Cluster Analysis of Myanmar Census Data using Hybrid Algorithm
Abstract— Clustering, one of the data-mining components is very useful for analyzing valuable information and has been applied in many application areas. The census dataset is collected from the 2014 Myanmar population and Housing Census and the key objective of the 2014 Census is to provide important information about the population to Government and other stakeholders in terms of demographic, educational, social, and economic characteristics, living conditions, and household amenities. To avoid the performance and cluster quality issues, this paper proposed the hybrid clustering algorithm that combine with Partition Around medoids (PAM), and one of the metaheuristics algorithms, Bat where the Bat is adjusted to solve the data cluster problem to locate multiple optimal medoids based on the multimodal search capability of the Bat. In order to handle large volume of data, Apache Spark parallel framework has introduced to run the proposed algorithms. Experimental results show that the proposed algorithm takes a significantly reduce time in computation with comparable performance against the PAM for large dataset. At the same time, the cluster quality of the proposed system is evaluated using silhouette validation, and observed that the proposed algorithm performed well.

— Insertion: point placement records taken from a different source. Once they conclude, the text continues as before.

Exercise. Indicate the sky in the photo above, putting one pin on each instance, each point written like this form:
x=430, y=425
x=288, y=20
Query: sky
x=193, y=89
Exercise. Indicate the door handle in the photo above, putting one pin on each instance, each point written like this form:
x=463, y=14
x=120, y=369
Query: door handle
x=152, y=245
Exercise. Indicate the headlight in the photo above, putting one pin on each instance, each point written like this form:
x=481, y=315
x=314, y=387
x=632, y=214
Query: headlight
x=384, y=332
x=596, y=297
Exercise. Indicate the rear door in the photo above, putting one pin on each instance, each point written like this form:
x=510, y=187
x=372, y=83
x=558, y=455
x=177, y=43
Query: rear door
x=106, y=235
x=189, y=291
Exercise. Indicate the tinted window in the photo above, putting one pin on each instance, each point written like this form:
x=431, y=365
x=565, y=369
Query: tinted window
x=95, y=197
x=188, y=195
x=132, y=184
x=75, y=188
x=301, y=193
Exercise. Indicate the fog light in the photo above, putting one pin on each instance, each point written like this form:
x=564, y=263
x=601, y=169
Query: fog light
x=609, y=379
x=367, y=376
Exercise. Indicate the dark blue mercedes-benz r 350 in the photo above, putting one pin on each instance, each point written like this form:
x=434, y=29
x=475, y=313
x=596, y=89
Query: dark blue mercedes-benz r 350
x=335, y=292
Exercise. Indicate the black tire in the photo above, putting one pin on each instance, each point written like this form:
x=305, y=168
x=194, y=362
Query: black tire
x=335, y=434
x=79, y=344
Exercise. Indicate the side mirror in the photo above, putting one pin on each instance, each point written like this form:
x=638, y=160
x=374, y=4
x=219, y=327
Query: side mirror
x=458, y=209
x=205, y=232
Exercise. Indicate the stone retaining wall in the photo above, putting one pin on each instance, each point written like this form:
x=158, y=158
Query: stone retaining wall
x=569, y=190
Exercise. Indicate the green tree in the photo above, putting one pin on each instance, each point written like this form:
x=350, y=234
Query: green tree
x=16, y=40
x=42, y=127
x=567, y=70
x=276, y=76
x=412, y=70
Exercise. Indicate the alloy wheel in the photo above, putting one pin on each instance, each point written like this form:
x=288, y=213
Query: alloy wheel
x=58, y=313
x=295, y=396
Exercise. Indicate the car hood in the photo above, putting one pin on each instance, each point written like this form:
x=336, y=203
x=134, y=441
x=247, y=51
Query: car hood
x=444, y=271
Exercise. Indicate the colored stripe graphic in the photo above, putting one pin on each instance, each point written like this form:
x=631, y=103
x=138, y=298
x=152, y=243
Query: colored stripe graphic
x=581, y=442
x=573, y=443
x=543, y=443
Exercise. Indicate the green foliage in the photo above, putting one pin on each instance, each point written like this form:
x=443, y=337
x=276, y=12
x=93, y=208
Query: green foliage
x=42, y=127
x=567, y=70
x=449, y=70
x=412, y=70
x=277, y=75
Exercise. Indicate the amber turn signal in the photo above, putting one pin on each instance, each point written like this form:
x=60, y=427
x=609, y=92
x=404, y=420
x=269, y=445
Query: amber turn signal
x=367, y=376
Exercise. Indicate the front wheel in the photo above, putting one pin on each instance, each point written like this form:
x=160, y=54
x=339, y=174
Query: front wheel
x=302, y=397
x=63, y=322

Index Terms— clustering, PAM, Bat, Apache Spark, Silhouette
Nway Yu Aung, Kyawt Kyawt San, Swe Zin Hlaing
University of Information Technology (UIT), Yangon, MYANMAR
Cite: Nway Yu Aung, Kyawt Kyawt San, Swe Zin Hlaing, "Cluster Analysis of Myanmar Census Data using Hybrid Algorithm, " Proceedings of 2021 the 11th International Workshop on Computer Science and Engineering (WCSE 2021), pp. 54-58, February 25-27, 2021.